Scaling MongoDB to 200K Users: Lessons Learned

When I joined, the MongoDB cluster was a single replica set handling 40K daily users. 18 months later we were at 200K with a 2x-improved P95. Here is what actually moved the needle.

Indexes, not instances

The first instinct when things slow down is to scale horizontally. Do not. I spent a week with MongoDB Compass's profiler and found that 70 percent of our slow queries were scanning collections because an index was missing or the compound-index order was wrong.

Rule of thumb for compound indexes: equality, sort, range. A query like this:

db.posts.find({ status: 'active' }).sort({ createdAt: -1 }).limit(20)

wants an index on { status: 1, createdAt: -1 }, in that exact order. Put the range field last or the index will not help the sort.

Projection is free performance

Every find that returns the whole document when you only need three fields is leaving bandwidth on the floor. Adding a projection shrunk one of our hottest endpoints by 60 percent:

db.posts.find(
  { status: 'active' },
  { projection: { title: 1, slug: 1, _id: 0 } }
);

Avoid $lookup in the hot path

$lookup is MongoDB's JOIN, and it is as expensive as you would expect.
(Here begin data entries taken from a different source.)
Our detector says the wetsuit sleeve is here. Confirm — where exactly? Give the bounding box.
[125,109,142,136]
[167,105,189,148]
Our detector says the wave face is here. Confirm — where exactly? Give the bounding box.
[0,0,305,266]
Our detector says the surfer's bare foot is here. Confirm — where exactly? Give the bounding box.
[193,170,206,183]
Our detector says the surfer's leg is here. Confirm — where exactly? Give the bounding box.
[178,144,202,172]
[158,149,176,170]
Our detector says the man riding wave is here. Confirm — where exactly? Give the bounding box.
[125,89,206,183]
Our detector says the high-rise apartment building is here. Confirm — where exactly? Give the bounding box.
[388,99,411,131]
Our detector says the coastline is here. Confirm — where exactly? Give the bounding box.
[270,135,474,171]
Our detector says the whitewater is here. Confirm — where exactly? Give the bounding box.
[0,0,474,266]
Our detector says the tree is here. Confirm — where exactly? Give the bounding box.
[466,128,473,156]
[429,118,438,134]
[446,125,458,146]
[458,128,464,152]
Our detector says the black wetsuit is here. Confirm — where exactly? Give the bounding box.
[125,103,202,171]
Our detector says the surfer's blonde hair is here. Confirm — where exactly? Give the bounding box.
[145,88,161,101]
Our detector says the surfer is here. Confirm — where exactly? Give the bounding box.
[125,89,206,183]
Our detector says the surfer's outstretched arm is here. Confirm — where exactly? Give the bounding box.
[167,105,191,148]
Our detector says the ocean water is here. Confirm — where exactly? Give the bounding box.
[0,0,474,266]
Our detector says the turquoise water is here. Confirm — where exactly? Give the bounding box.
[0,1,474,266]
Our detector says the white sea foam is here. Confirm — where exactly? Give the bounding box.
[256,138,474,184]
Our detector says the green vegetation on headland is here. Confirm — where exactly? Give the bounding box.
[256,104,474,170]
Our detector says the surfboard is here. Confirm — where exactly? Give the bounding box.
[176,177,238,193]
For read-heavy hot paths, I denormalize the joined fields and accept the write-time cost. For cold reports and admin tools, $lookup is fine.

Connection pooling matters more than you think

Default pool size is 100. When you have 20 app instances, that is 2,000 connections MongoDB has to juggle. I dropped it to 20 per instance and latency improved. Fewer connections meant MongoDB was not context-switching as much.

Run a restore drill quarterly

Do not find out your backup strategy is broken during an incident. I am not kidding.